Pardon me while I rant a little:
So I read this article the other day: http://news.yahoo.com/the-facebook-crash–is-social-media-going-the-way-of-blogging—remember-blogging–.html;_ylt=A2KLOzGObc1PbBAA_OnQtDMD For some reason, it stuck in my head, much like an annoying pebble caught inside of a shoe. Don’t get me wrong, this article doesn’t strike me as a particularly well-written piece. Frankly, it doesn’t even seem as if all that much thought went into it. But it stuck with me and made me think.
This article seems to highlight the huge yawning gap between how people are actually using technology and how more traditional formats are wrestling with processing those changes. It’s like there are people who are really struggling to try to make rules for how things should operate in the digital world. They can’t admit that they have no idea what’s going to happen. What’s going to happen with Facebook now that it has gone public? Who knows? There’s not anything great to compare it to. A free service with millions of users around the globe that has left everyone grappling to figure out where, how, and even if it should fit into their lives?
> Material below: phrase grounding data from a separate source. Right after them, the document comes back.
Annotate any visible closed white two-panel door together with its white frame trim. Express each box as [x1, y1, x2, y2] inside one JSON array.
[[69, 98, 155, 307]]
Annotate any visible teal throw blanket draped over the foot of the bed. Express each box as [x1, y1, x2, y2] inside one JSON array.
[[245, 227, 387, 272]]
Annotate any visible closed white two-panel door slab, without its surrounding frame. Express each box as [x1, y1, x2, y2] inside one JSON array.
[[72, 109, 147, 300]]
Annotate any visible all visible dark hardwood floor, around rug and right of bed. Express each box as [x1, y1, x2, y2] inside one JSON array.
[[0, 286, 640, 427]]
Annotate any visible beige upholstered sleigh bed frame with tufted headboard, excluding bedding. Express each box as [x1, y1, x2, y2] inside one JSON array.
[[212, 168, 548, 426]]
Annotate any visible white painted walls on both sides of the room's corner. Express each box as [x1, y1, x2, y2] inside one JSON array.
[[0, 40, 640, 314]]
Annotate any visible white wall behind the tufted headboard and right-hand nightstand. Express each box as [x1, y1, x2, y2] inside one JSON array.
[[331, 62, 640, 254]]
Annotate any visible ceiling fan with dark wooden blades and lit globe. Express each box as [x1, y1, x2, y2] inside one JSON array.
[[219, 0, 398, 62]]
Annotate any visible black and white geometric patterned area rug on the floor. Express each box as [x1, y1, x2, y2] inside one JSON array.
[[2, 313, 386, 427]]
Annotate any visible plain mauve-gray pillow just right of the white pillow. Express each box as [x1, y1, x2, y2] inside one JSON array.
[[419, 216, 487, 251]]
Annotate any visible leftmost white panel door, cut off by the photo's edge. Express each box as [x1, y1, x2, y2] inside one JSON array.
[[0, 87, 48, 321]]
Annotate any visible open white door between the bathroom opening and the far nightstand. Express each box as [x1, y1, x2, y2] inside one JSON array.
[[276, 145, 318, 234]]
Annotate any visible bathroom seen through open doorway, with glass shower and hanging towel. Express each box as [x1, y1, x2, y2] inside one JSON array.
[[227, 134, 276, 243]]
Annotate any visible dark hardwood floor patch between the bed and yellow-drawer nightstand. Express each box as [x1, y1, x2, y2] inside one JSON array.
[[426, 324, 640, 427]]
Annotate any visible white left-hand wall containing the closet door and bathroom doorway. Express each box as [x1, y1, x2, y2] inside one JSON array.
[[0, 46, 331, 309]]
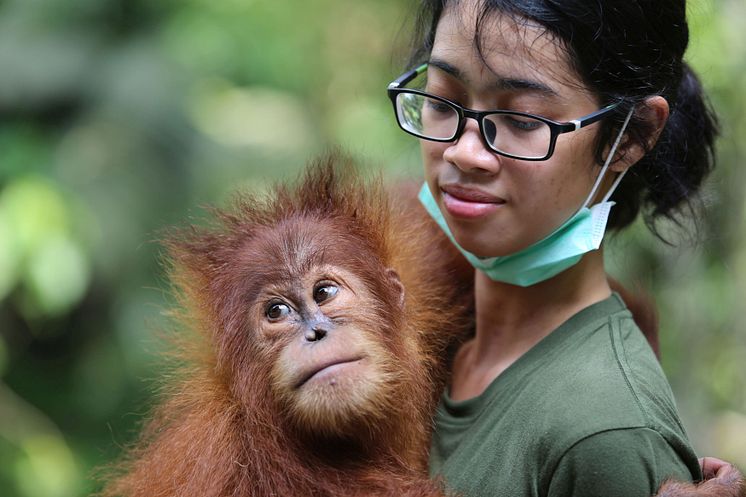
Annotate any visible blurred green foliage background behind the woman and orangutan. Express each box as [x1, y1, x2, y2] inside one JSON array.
[[0, 0, 746, 497]]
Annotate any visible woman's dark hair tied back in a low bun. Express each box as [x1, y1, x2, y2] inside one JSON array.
[[410, 0, 718, 236]]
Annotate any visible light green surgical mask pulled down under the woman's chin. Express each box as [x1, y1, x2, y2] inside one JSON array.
[[419, 110, 633, 287]]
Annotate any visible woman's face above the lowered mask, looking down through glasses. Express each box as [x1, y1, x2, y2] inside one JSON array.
[[422, 1, 600, 257]]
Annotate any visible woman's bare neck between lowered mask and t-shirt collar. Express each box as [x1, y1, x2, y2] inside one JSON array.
[[451, 250, 611, 400]]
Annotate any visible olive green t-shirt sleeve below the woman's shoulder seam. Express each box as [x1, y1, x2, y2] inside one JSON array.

One with remarkable market saturation that still leaves its users wondering what the new etiquette for it should be, one that challenges traditional concepts of privacy, one that blurs public and private spheres, and challenges traditional notions of friendship?
And then there are the even bigger questions of how the ability to exchange ideas and information with ease and without the moderation of traditional technologies, powers, and formats is changing the world. What kind of impact will that ability have on the future? You don’t have to write a letter to the editor and hope that it gets published to share your views. You don’t have to hope that the content of your letter to the editor won’t get edited into a parody of your original message should it actually get published. You can publish it yourself, to a potentially global audience. Now, will a post on an individual blog garner the same attention as something published in traditional media? Maybe not, but these are still potentially seismic shifts. I don’t think it’s hyperbolic to say that these are game-changing times. And the new rule book hasn’t been written yet. We don’t know the outcomes yet.
This certainly isn’t the only article I’ve seen where the writer declares blogging dead or irrelevant. Sounds a bit like sour grapes. And so often those kinds of statements leave me feeling like instead of illuminating something about these changes, I just see the writers frustrated by their struggles to make sense of a lively, fluid landscape, one with a constantly changing topography. Instead of wonder and humility, there is bluster and ego. The digital world isn’t behaving like they think it should, so they ignore inconvenient things like facts and try to just declare that they have answers when they don’t. How else to explain the absurd, snotty question “remember blogging?” from this article? As if blogging is suddenly now as quaint and arcane as an 8-track player. I was poking around, trying to find numbers on how many blogs there are out there. How many? It’s hard to find a solid number because there are just so many of them.(Although I did find interesting information about how businesses are really striving to figure out how to use bloggers to sell stuff.) Sure, some bloggers active 2 years ago aren’t blogging any longer. But we’re still talking about millions of blogs, millions of bloggers.
I haven’t personally been blogging all that long, but I’ve been following blogs for years. I read rather a lot of them. I find something really beautiful and profound about being able to share, in some tiny way, the lives of people very different from myself. The adventures of a young Swedish student spending a year abroad in Paris, or a Japanese retiree pondering worsening Alzheimer’s, or any number of other interesting worlds that I’ve been privileged enough to get a glimpse into through people’s blogs. It expands my world, and often makes me challenge my perceptions and assumptions. And it thrills me that people in 42 countries other than my own have peeked into my miniscule pocket of the globe through my blog. And I wonder, long-term, what sort of potential for peace might the ability to share our humanity with each other in these small ways bring?
Call me a cock-eyed optimist, but blogging isn’t dead. I don’t even think we’ve come close to seeing its full potential yet.